But this year, unless they've kept abreast of new federal anti-terrorism rules, the only fireworks going off at such events are the kind you can buy at a roadside stand.
Under the federal Safe Explosives Act, aimed at improving homeland security, people wishing to put on large fireworks displays as of May 24 must have a permit from the federal Bureau of Alcohol, Tobacco, Firearms and Explosives.
That entails a background check, fingerprinting and personal interviews with ATF agents, a process that can take as much as three months.
Municipalities are exempt from the permit process, so cities' large displays are in the clear. But many displays may not go on this year, if those responsible for hosting them were caught unaware.
In Fairfield, Iowa, a 40-year tradition will end this Fourth of July when the sky above Fairfield Golf and Country Club stays dark.
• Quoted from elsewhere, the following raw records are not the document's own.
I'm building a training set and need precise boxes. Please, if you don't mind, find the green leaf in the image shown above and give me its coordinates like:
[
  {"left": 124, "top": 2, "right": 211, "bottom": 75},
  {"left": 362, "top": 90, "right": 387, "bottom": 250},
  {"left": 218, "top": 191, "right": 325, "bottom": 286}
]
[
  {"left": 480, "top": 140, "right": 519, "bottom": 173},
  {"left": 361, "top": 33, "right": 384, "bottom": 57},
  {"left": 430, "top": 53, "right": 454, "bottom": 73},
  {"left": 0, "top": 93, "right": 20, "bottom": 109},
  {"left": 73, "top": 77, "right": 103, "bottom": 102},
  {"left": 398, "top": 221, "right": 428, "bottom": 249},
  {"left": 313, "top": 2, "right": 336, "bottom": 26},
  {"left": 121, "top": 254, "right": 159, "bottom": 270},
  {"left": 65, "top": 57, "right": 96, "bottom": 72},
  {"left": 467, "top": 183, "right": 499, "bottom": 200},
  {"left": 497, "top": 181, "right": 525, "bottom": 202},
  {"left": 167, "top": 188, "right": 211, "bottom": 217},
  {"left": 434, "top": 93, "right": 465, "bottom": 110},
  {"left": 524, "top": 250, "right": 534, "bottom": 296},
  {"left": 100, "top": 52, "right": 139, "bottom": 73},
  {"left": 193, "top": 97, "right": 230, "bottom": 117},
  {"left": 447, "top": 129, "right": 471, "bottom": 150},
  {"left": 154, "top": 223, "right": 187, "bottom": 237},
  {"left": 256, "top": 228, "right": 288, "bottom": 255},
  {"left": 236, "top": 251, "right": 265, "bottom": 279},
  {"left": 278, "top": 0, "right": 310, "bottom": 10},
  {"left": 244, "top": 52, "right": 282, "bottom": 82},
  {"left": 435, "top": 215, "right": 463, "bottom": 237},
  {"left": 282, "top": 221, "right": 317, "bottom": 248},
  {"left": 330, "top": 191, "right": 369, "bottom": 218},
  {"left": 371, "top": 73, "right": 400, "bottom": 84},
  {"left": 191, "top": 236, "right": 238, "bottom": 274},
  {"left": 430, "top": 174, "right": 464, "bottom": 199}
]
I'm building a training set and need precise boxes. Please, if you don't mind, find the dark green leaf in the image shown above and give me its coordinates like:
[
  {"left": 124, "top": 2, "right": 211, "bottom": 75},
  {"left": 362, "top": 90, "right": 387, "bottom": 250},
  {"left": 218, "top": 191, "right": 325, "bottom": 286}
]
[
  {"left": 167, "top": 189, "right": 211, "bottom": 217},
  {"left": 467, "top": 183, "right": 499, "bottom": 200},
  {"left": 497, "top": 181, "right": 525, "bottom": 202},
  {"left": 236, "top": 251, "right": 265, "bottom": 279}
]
"Every other year it was a simple process," said Pat Kessel, president of the country club's board. "We buy fireworks, get a shooter and have a display."
Told they would have to hustle through the permit process because they were late in applying, Kessel said they decided it just wasn't worth the hassle.
"Who wants to get fingerprinted to do that?" Kessel said. "I've been fingerprinted before. You go to the law center, have to buzz in and go to a back room just like a criminal. It's cold and military-like back there; it's not something I can see anybody wanting to do."
At this point, latecomers will find it increasingly difficult to get a permit before the holiday, said Larry Scott, a spokesman in the Kansas City ATF office.
"People who just do it once or twice a year are getting to where they're showing up at fireworks wholesalers and being told they need a permit," Scott said.
Some won't get one at all.
"I've got people who applied in the middle of March and they are yet to hear from the ATF," said Dick Hardy, general manager of the Kansas City-based fireworks company Aerial FX.
Scott said ATF agents are scrambling to get eligible applicants approved in time. Applications are sent to Dallas, then forward to Atlanta for background checks. After that, field agents talk to each applicant.
"We understand as far as the fireworks aspect that this is the first time (for the new rules)," Scott said. "We're trying to get permits out, as long as they're coming in. We can't guarantee anything, but we're still trying."
The rules don't apply to the smaller types of fireworks sold at roadside stands; exempted cities typically hire pyrotechnic professionals who are trained in shooting off the massive, coordinated displays seen around the nation.
Caught in the middle are the medium-sized, aerial display fireworks used in smaller communities, where volunteers or civic groups raise funds to hold the events.
"What we're running into, a guy spends $1,500 for a picnic for the Fourth of July," said Mike Dalton, of Fireworks Spectacular in Crestline, Kan. "Now, if he hasn't heard about this and comes into buy fireworks, I have to tell him he needs a permit."
Danny Ruth, a deputy with the Clay County, Mo., sheriff's office, hadn't given up hope - he was at ATF office in Kansas City last week applying for his permit.
Ruth said he has been putting on a private fireworks display for the past eight years, bringing together family members and friends. He said the company where he buys his fireworks - 25 of the 3-inch shells cost about $150, he said - sent a letter informing customers of the new rules.
Though he has been rushing to get his application filed, he said there's no guarantee he'll be approved in time.
"If it's not, we'll just buy the local fireworks and go from there," he said.